Princess Genevieve - Wilson High School 2020
High school activities Princess Genevieve enjoys include being president of Jazz Choir, being a member of Key Club and taking part in Centerstage. She also is active with The Royal Rams dance team and The Students for Action Club. Genevieve is a member of the varsity fast pitch team, drama and is also on the honor roll. Her future plans are to attend PLU to study journalism and communications. She is looking forward to an internship with a local media/publication and eventually become a freelance writer for newspapers, magazines or a reporter or a column editor. Her ultimate goal is to become the editor of a publication.
1936 Daffodil Princesses
A float traveling through downtown Tacoma in 1936.
History of the Festival
Daffodils came to the Puyallup Valley around 1925 to replace the area’s dying hop industry. The U.S. Department of Agriculture recommended bulb growing because of the Valley’s excellent soil and ideal climate. About 200 varieties of Daffodils are grown, with the King Alfred being best known and most locally grown.
Origin of the Daffodil Festival
The Daffodil Festival, for all intents and purposes, began on April 6, 1926 when Mr. and Mrs. Charles W. Orton were hosts to civic leaders from 125 towns in Western Washington. The Orton’s lived in rural Sumner and opened up their home for a garden party. The garden party was arranged so the guests could see the many varieties of daffodils in bloom, in and around their estate. Among the many guests were the mayors from Seattle and Tacoma. Major General Robert Alexander, a Commander at Fort Lewis, brought a military band and a group of officers and their ladies from the Army post. After this first garden party, the event became an annual affair.
Year after year, interest grew, (along with the ever expanding daffodil fields) until 1932, at which time “Bulb Sunday” came into being. The viewing of daffodils in bloom became fashionable, and, unfortunately created a massive traffic problem for Puyallup, Sumner and Orting, as up to 8,000 vehicles crowded the roads bordering the golden fields. No doubt, automobiles and owners were also vying for attention. The calamity of this congestion also brought a halt to “Bulb Sunday.”

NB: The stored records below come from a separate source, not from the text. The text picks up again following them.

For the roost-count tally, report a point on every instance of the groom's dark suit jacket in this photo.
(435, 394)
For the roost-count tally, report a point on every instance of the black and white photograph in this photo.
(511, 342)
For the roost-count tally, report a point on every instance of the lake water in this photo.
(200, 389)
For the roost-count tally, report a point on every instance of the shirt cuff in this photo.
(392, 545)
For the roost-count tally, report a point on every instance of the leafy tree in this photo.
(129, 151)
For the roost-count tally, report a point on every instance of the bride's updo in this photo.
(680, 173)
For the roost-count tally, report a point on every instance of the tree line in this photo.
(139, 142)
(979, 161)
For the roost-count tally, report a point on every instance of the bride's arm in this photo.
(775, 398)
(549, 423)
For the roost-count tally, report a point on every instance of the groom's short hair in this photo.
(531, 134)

1934 was to become “Parade Year.” Well-known Tacoma photographer and first secretary of the founding group, Lee Merrill, suggested that the daffodil blooms, which at that time were thrown away or used as fertilizer, be used instead as decorations for a Festival Parade. Automobiles were decorated with daffodils, bicycles followed in like-fashion and together they all paraded through the neighboring valley towns. A mounted contingent of the finest riding horses in the area appeared each year. The idea grew, and presently, the Grand Floral Street Parade travels through four Pierce County communities on Parade Day – Tacoma, Puyallup, Sumner and Orting.
In 2013, the Daffodil Festival was 80 years old, and there has been a parade every year since 1934, with the exception of the war years of 1943, 1944 and 1945.
Our Pierce County Community has viewed the Daffodil Festival as a premier headline event, second only to the Washington State Fair. Every other major city in Washington State has a Festival and we in the community should be proud that the Daffodil Festival continues to be a significant event in the Pacific Northwest.